The dramatic drop in global oil demand means western Canada’s storage tanks could run out of space within weeks, a dire scenario that has pushed the Alberta government to consider longer-term solutions - including a plan to establish strategic storage reserves for crude.
Kavi Bal, press secretary to Alberta Energy Minister Sonya Savage, said the government is focused on immediate financial support for the struggling oil and gas sector, but is also “reviewing every option” to ensure the long-term health of the energy industry, including strategic storage.
In more normal times, Canada exports more oil to the U.S. than it refines for domestic purposes - and the western provinces have little in the way of excess storage capacity. The industry as a whole is now scrambling to find ways to store product until demand returns. Creating reserve storage capacity in Alberta would likely come too late to help the industry now, but potentially could assist in a similar situation in the years ahead if the North American market again faces a crisis.
The province’s salt bed deposits could play a role. The ATCO Group said Tuesday it’s exploring whether creating numerous salt caverns just northeast of Edmonton could eventually provide up to 10 million barrels of strategic storage capacity. It would take two to three years to drill and clean the caverns, but they could be available in future for Canadian governments should there be other massive swings in crude markets.
The dearth of storage space in North America, coupled with obliterated demand due to the COVID-19 pandemic, saw U.S. crude oil futures collapse into negative territory for the first time in history on Monday, as desperate traders paid to get rid of barrels. Canadian oil producers are dropping production - publicly announced cuts already surpass 400,000 barrels per day, but analysts believe the true figure is closer to 700,000. Many project that number could hit more than one million barrels per day if prices remain depressed.
As the pandemic shuts down broad swathes of the global economy, usable capacity for crude oil storage in western Canada stands at about 40 to 45 million barrels, and is about 75 per cent full, the Canadian Association of Petroleum Producers (CAPP) said Tuesday.
Given sharp reductions in demand as refineries produce less petroleum products in response to lower economic activity, storage volumes could reach capacity “in just a matter of weeks," according to the industry association.
“The increased storage volumes in Canada pose a very substantial risk to the survivability of Canada’s oil and gas sector,” said Ben Brunnen, CAPP’s vice-president of fiscal and economic policy.
“This creates pressure on producers, who are confronted with very difficult decisions, and ultimately will be forced to shut-in some of their production.”
In the United States, federally-owned oil stocks are stored in huge underground salt caverns at four Strategic Petroleum Reserve sites along the coastline of the Gulf of Mexico.
The U.S. Department of Energy is in the process of leasing available space in its reserve to American oil companies to help ease the pressure from rapidly filling commercial storage. The move will take around 77 million barrels off the market, which is less than a day of typical global demand.
Originally, the main imperative of a strategic reserve was protecting the U.S. from an oil shortage. The reserves were established in reaction to the oil crisis of 1973-74, when OPEC cut supplies to western countries.
Acute storage pressures in the States already have traders hiring vessels just to anchor and fill with excess oil not being processed by refineries. A record 160 million barrels is sitting in tankers around the world, according to Reuters.

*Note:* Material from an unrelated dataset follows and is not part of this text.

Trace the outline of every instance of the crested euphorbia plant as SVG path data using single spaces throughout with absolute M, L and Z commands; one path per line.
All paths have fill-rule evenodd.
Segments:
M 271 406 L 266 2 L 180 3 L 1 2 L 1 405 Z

But Canada has only one pipeline, Trans Mountain, that transports oil from Alberta to a Canadian coast. The country doesn’t have the ability to store oil on supertankers and should be looking for some way to wrestle greater control over its own circumstances, said Bob Myles, executive vice president of corporate development at the ATCO Group.
“We’re at the mercy of the world around to us to take our product. And as we’re seeing when they don’t, it has a pretty significant impact on this province," Mr. Myles said.
ATCO is exploring whether its salt caverns in the Fort Saskatchewan area, just outside Edmonton, could serve as useful storage space when other tank capacity is full. Caverns are usually bigger, and less expensive, than steel tanks. Currently, ATCO uses some caverns for natural gas, propane and ethylene storage.
“It would look really bad if we don’t do anything, and we’re sitting here two to three years from now, and we haven’t done anything - and oil prices go back down again," Mr. Myles said.
Alberta’s immediate focus is on helping the energy industry through the current turmoil, which saw Monday’s market chaos bleed into Tuesday. The spot price for West Texas International, the North American benchmark for crude, again slipped into negatives Tuesday, hitting minus $US10 before closing at just over $9. Western Canadian Select hit 13 cents at one point, closing close to $4 at end of trade.
With global demand for fuel obliterated, there are few places to put North American crude, let alone contracted imports from Saudi Arabia due to land soon. U.S. President Donald Trump said Monday he is considering stopping those shipments using his presidential powers.
Canada’s storage capacity isn’t publicly tracked on a week-to-week basis, so there’s no way for analysts, investors and producers to know definitively what’s available.
Jackie Forrest, senior director of Calgary’s ARC Energy Research Institute, says the result is higher investment risks compared to competitive jurisdictions like the States.
“Not having inventory data right now is really frustrating,” she told The Globe and Mail.